The other real safety net is that Medicare requires these plans, these Medicare Advantage plans, to have what’s called an annual maximum out-of-pocket limit. What does that mean? That means that during the year, January through December, whenever you come on the plan, so if my birthday was in July and I started in July, from July till the end of December, you have a maximum out-of-pocket limit. What that means is that there’s a limit to how much you may have to pay out of your pocket for medical and hospital coverage that other Medicare A and B. And that’s a real safety net. So if it’s an HMO and you’re in the network, that number is $6700 or less. A lot of plans are $3000 or $5900. So that, you know, if you have a terrible health year, the most you could spend is going to be that maximum out-of-pocket limit number.
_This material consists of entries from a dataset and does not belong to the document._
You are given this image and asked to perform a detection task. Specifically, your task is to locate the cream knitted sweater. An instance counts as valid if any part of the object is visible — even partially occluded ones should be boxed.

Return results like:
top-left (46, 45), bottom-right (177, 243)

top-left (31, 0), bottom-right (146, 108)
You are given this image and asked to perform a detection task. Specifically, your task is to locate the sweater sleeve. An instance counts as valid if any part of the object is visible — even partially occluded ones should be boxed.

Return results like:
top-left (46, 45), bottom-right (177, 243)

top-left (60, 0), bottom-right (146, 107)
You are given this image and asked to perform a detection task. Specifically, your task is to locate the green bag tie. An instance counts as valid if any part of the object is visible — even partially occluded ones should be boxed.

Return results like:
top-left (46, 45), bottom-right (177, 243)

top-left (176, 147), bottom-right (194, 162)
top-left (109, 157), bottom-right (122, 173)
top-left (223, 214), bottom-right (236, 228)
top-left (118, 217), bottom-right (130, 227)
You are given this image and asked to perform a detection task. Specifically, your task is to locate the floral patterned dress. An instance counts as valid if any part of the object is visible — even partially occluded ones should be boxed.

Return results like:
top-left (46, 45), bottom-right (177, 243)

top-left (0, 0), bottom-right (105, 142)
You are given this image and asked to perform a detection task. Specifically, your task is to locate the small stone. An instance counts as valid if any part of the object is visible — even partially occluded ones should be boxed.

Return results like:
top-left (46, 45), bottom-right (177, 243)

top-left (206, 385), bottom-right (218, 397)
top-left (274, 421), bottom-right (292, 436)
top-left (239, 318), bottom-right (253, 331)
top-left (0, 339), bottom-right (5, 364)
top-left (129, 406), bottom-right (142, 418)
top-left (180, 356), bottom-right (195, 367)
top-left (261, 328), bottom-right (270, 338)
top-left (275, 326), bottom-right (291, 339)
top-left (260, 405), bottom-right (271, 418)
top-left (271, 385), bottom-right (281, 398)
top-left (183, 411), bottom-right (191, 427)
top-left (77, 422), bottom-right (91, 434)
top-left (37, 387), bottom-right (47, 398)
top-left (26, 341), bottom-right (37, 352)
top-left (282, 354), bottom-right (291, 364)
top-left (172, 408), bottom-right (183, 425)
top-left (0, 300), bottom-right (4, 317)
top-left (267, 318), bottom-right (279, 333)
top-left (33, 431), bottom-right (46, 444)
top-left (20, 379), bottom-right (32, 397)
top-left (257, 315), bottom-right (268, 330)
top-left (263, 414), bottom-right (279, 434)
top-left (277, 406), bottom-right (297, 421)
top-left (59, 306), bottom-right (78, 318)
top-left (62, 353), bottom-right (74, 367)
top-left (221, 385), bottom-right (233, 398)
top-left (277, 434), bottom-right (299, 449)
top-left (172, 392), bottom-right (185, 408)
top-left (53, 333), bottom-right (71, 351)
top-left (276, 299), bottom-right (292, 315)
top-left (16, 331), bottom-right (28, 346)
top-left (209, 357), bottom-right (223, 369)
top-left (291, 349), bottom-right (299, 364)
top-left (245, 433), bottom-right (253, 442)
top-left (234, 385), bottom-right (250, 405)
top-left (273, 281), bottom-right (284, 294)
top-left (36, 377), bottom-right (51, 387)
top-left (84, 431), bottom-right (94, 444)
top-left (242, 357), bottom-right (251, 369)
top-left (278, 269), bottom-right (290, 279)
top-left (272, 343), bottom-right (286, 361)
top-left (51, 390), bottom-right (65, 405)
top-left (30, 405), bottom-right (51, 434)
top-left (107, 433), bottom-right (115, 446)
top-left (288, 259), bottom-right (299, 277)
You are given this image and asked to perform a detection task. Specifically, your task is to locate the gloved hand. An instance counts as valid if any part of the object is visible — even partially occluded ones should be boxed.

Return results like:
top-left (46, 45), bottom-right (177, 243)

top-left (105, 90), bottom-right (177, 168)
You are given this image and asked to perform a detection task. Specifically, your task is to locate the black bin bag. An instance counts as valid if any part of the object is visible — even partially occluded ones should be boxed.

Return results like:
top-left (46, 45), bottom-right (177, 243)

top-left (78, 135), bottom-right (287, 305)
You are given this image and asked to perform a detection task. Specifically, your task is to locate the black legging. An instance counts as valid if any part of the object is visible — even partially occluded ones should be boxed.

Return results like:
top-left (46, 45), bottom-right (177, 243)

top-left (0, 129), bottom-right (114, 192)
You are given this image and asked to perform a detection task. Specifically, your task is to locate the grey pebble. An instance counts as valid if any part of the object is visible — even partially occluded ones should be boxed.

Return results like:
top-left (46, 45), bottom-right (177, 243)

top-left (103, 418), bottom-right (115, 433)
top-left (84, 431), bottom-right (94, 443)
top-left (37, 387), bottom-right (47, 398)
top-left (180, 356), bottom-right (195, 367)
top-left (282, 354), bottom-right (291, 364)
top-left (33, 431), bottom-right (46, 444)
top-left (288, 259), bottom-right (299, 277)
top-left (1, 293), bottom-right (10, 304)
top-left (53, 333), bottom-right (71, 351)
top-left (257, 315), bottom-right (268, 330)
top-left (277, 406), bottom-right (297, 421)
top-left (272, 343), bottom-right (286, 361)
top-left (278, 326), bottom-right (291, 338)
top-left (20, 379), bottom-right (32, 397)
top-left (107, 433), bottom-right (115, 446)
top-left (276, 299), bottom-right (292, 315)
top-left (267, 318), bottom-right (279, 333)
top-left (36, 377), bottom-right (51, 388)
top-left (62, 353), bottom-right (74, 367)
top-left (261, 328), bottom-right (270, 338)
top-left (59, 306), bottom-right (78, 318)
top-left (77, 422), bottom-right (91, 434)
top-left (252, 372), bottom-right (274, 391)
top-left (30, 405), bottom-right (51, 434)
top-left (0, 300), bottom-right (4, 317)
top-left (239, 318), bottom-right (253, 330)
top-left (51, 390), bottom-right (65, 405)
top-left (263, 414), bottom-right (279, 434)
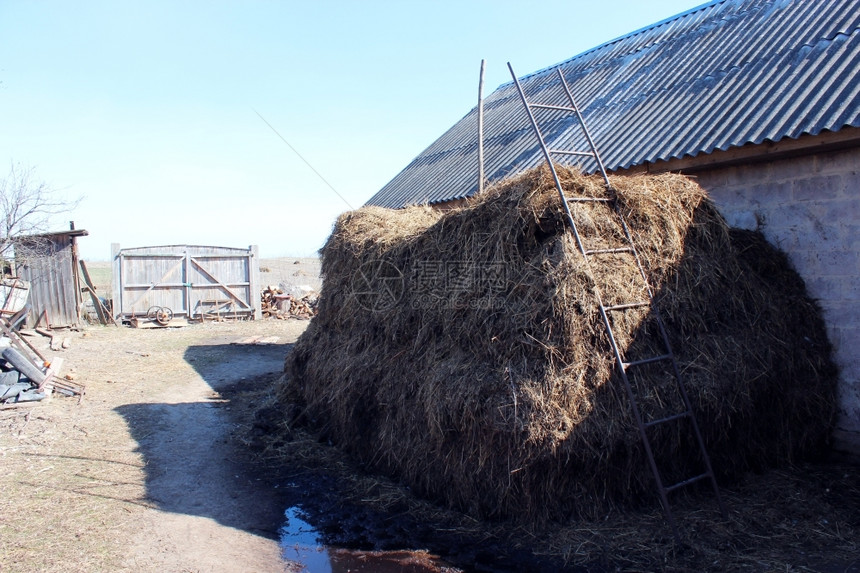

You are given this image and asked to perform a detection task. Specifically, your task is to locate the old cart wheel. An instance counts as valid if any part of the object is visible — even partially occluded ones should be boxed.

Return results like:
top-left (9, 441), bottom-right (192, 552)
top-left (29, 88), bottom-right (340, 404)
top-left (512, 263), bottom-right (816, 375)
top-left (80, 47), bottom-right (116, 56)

top-left (155, 306), bottom-right (173, 326)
If you’re out of network on a PPO, typically it’s $10,000. So again, I’m giving you numbers that are going to be different depending on where you live and what policies you look at, what companies you look at, what’s available to you. But the basics of a Medicare Advantage plan are what we’ve described.
And so, what we look at when you come and meet with myself or anyone else at Generations Insurance is, we’re going to sit down, and we’re going to do a complete review of your options. We’re first going to talk about, who are your doctors? Who are your specialists? What does your upcoming treatments look like? Not because we want to know for qualifications for the plan– and we’ll talk about qualifications in another video– but because we want to make sure we get coverage for the things that are important to you. I’ve had people who said, “Hey, I go to XYZ gym every single day of the week. I’m paying $60, $70 a month for that benefit. I don’t see the doctor very often. I’m only on minimal prescriptions, or none at all, and that gym membership is a big deal to me.” And so, that can be a factor for you. Some people are on very expensive prescriptions for diabetes or rheumatoid arthritis or cancer treatment, and that can be a big deal. So, when you come in and meet with us, we’re going to do a review of all of those things and much, much more. And we’re going to review the options that are– might be best fit for you, and make a recommendation off of that information. Keep in mind that I’ve given you the basics, and there’s no way in 15 minutes that we can sit and talk about Medicare Advantage plans and go through every single detail.
There’s a couple of things to know as far as qualifications. Again, going back to what I said the very beginning, you have to have Medicare Part A and Part B, you have to keep your Medicare Part B and keep paying that Medicare Part B premium, and you have to live in the area that’s called the service area where the plan is available, six months or more out of the year. And up until the end of this year, the only health question we’ll ask is, do you have end stage renal disease? And that is talking about kidney dialysis. Other than that, there’s no preexisting conditions that we can exclude you for, or the plan can, and so those are some really important things to understand. My advice is to do your research, make sure you’re looking at plans that cover all of the things that are important to you, and then when you come in to meet with us, we’ll go over all the information and lay it out for you.